2012 erreichten die Kosten für Einbruchschäden einen neuen Rekord: Durchschnittlich 3.300 Euro Schaden verursachte ein Einbruch. Die hohen Schäden sind dabei auch die fortschreitende Technisierung der Lebenswelt mit Smartphones, Tablet-PCs und Laptops zurückzuführen.

 

Diese seien leichter wiederzuverkaufen und deshalb für Einbrecher neben Schmuck und Bargeld besonders attraktiv.

Der Auswertung zufolge sind Menschen in den Ballungsgebieten – genannt werden Hamburg und Berlin – besonders gefährdet, einem Einbruch zum Opfer zu fallen.

Am stärksten betroffen ist die Altersgruppe der 30- bis 39-Jährigen (29,7 Prozent) sowie die 40- bis 49-Jährigen (25,1 Prozent).
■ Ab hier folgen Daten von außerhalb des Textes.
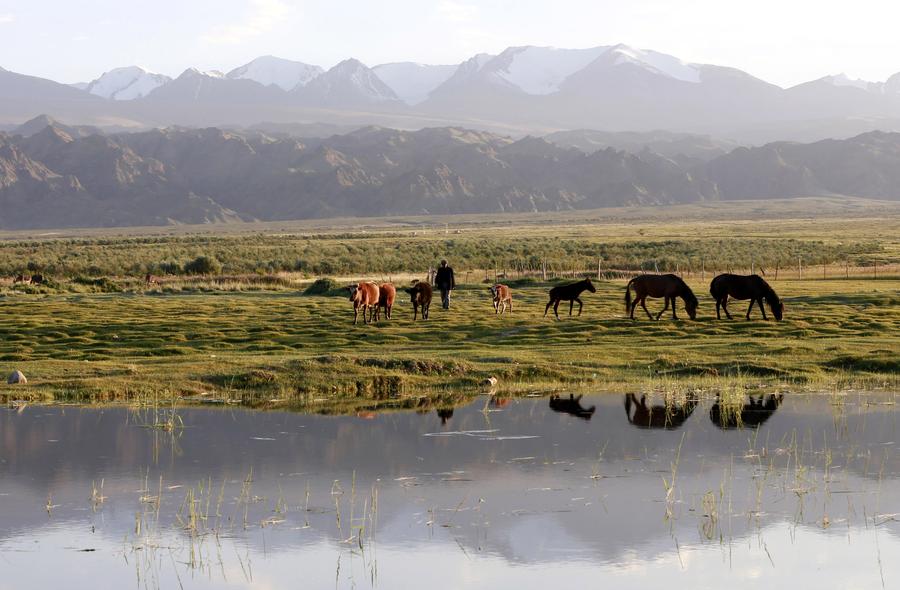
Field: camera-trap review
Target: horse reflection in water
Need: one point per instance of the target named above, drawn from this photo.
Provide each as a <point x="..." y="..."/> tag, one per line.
<point x="571" y="405"/>
<point x="754" y="413"/>
<point x="669" y="415"/>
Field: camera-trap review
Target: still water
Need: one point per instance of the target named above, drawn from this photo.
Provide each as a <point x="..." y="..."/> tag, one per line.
<point x="607" y="491"/>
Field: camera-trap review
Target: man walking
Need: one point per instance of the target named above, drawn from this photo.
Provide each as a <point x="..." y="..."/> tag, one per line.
<point x="444" y="281"/>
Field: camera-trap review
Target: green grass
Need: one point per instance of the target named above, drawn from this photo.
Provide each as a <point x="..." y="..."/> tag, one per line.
<point x="263" y="346"/>
<point x="96" y="333"/>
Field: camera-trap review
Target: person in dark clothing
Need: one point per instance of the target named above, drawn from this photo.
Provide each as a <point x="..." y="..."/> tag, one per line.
<point x="444" y="281"/>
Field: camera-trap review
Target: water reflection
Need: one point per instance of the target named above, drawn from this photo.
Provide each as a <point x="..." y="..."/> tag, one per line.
<point x="571" y="405"/>
<point x="509" y="492"/>
<point x="669" y="414"/>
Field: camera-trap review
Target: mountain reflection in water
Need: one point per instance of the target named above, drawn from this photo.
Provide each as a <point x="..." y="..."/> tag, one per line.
<point x="522" y="493"/>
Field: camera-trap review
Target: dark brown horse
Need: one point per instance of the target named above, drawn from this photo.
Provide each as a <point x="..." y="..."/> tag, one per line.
<point x="667" y="286"/>
<point x="668" y="415"/>
<point x="751" y="287"/>
<point x="572" y="406"/>
<point x="570" y="293"/>
<point x="420" y="294"/>
<point x="755" y="412"/>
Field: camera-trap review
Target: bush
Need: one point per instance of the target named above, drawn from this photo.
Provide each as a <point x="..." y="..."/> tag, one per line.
<point x="203" y="265"/>
<point x="324" y="286"/>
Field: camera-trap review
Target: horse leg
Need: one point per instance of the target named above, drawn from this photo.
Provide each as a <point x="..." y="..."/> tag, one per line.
<point x="644" y="305"/>
<point x="659" y="315"/>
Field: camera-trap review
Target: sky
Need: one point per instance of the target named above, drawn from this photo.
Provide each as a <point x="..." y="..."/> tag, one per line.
<point x="782" y="41"/>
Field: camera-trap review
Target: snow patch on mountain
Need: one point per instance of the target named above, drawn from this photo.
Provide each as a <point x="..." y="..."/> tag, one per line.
<point x="413" y="82"/>
<point x="540" y="70"/>
<point x="844" y="80"/>
<point x="664" y="64"/>
<point x="269" y="70"/>
<point x="126" y="83"/>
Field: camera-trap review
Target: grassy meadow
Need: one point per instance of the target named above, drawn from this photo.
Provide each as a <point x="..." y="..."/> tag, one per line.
<point x="246" y="333"/>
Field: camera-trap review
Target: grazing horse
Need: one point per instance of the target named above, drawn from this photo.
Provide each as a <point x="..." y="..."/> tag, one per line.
<point x="571" y="406"/>
<point x="751" y="287"/>
<point x="364" y="296"/>
<point x="668" y="286"/>
<point x="420" y="296"/>
<point x="387" y="292"/>
<point x="668" y="416"/>
<point x="570" y="293"/>
<point x="502" y="298"/>
<point x="752" y="414"/>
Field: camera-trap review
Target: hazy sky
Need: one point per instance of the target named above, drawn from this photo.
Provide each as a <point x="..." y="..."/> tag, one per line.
<point x="782" y="41"/>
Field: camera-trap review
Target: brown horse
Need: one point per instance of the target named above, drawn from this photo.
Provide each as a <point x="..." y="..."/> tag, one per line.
<point x="668" y="286"/>
<point x="752" y="414"/>
<point x="668" y="416"/>
<point x="572" y="406"/>
<point x="502" y="298"/>
<point x="570" y="293"/>
<point x="420" y="295"/>
<point x="387" y="292"/>
<point x="751" y="287"/>
<point x="364" y="296"/>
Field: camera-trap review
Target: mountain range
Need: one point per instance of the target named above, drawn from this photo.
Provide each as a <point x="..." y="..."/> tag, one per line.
<point x="522" y="90"/>
<point x="54" y="175"/>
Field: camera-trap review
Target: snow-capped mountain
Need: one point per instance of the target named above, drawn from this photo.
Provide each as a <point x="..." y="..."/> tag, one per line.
<point x="126" y="83"/>
<point x="348" y="84"/>
<point x="269" y="70"/>
<point x="413" y="82"/>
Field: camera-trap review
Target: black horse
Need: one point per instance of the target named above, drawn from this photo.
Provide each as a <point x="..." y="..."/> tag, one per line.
<point x="571" y="406"/>
<point x="757" y="410"/>
<point x="668" y="415"/>
<point x="570" y="293"/>
<point x="751" y="287"/>
<point x="667" y="286"/>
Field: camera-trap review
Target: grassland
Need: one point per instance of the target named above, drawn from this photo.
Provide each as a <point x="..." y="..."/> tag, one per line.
<point x="260" y="341"/>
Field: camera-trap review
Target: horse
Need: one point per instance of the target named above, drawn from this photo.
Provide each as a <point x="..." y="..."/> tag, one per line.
<point x="502" y="298"/>
<point x="387" y="292"/>
<point x="668" y="416"/>
<point x="571" y="406"/>
<point x="751" y="287"/>
<point x="570" y="293"/>
<point x="364" y="296"/>
<point x="420" y="295"/>
<point x="752" y="414"/>
<point x="668" y="286"/>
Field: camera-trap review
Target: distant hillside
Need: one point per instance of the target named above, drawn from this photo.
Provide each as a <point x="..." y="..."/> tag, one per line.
<point x="55" y="177"/>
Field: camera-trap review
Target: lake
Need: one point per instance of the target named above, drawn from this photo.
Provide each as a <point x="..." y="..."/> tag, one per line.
<point x="607" y="491"/>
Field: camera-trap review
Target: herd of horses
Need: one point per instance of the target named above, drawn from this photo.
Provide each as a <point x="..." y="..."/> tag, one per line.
<point x="665" y="414"/>
<point x="369" y="297"/>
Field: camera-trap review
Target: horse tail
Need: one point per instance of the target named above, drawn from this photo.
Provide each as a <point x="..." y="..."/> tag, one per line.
<point x="628" y="296"/>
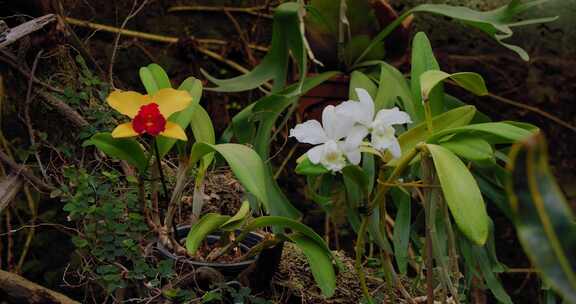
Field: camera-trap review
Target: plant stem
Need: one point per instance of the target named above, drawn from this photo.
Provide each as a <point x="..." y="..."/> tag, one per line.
<point x="160" y="171"/>
<point x="358" y="262"/>
<point x="427" y="175"/>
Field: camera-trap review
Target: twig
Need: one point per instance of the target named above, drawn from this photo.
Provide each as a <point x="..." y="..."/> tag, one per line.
<point x="246" y="10"/>
<point x="27" y="114"/>
<point x="13" y="62"/>
<point x="25" y="172"/>
<point x="26" y="28"/>
<point x="133" y="12"/>
<point x="157" y="38"/>
<point x="243" y="37"/>
<point x="64" y="109"/>
<point x="528" y="108"/>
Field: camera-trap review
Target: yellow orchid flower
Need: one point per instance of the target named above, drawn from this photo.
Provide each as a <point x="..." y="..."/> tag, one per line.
<point x="149" y="114"/>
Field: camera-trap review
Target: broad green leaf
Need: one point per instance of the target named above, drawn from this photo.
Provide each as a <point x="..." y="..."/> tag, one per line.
<point x="284" y="222"/>
<point x="393" y="89"/>
<point x="492" y="132"/>
<point x="121" y="148"/>
<point x="461" y="194"/>
<point x="320" y="262"/>
<point x="360" y="80"/>
<point x="470" y="148"/>
<point x="236" y="220"/>
<point x="148" y="80"/>
<point x="198" y="232"/>
<point x="472" y="82"/>
<point x="306" y="167"/>
<point x="286" y="39"/>
<point x="358" y="176"/>
<point x="203" y="131"/>
<point x="422" y="61"/>
<point x="419" y="133"/>
<point x="160" y="76"/>
<point x="497" y="23"/>
<point x="477" y="262"/>
<point x="184" y="117"/>
<point x="544" y="221"/>
<point x="401" y="235"/>
<point x="245" y="163"/>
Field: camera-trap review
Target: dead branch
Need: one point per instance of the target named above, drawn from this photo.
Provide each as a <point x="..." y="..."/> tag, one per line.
<point x="19" y="290"/>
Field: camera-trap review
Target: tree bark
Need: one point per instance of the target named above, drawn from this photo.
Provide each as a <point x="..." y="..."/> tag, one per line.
<point x="16" y="289"/>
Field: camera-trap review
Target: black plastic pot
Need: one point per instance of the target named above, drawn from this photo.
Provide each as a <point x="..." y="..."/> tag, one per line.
<point x="227" y="269"/>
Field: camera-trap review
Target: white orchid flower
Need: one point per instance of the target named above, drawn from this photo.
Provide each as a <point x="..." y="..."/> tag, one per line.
<point x="380" y="127"/>
<point x="331" y="150"/>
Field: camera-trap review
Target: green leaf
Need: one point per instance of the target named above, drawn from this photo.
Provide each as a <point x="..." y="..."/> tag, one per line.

Auf Personen, die über 70 Jahre alt sind, entfallen lediglich 6,3 Prozent der Schadensmeldungen.

Sicherheitstipps, um Einbrechern ihr Handwerk zu erschweren

Experten von Polizei und Versicherungen stellen immer wieder Tipps zusammen, die helfen sollen, Einbrüche zu vermeiden:

 

  1. Außenbereiche bei Dunkelheit beleuchten, beispielsweise durch Lampen mit Bewegungsmeldern.

  2. Anwesenheit signalisieren: Rollläden tagsüber hochziehen und nachts schließen.

  3. Keine Experimente: Türen immer abschließen; einfaches Zuziehen reicht nicht. Schlüssel nie an Außenverstecken deponieren.

  4. In Sicherungstechnik investieren, wie spezielle Schlösser für Fenster und Türen.

  5. Geprüfte und zertifizierte Alarmanlagen bieten zusätzliche Sicherheit.

  6. Bei Abwesenheit vorsorgen: Den Briefkasten leeren lassen, Licht und Rollläden durch Zeitschaltuhren steuern.

Weitere Schadensursachen

 

Mit 22 Prozent der Schadensmeldungen ist Feuer (Brand, Blitzschlag, Explosion) die zweitgrößte Gefahr für den persönlichen Hausrat. Schäden durch Leitungswasser folgen mit 21,6 Prozent. An vierter Stelle stehen Sturm und Hagel stehen mit 8,1 Prozent. Eher selten: Elementarschäden – etwa in Folge von Hochwasser – mit 0,3 Prozent.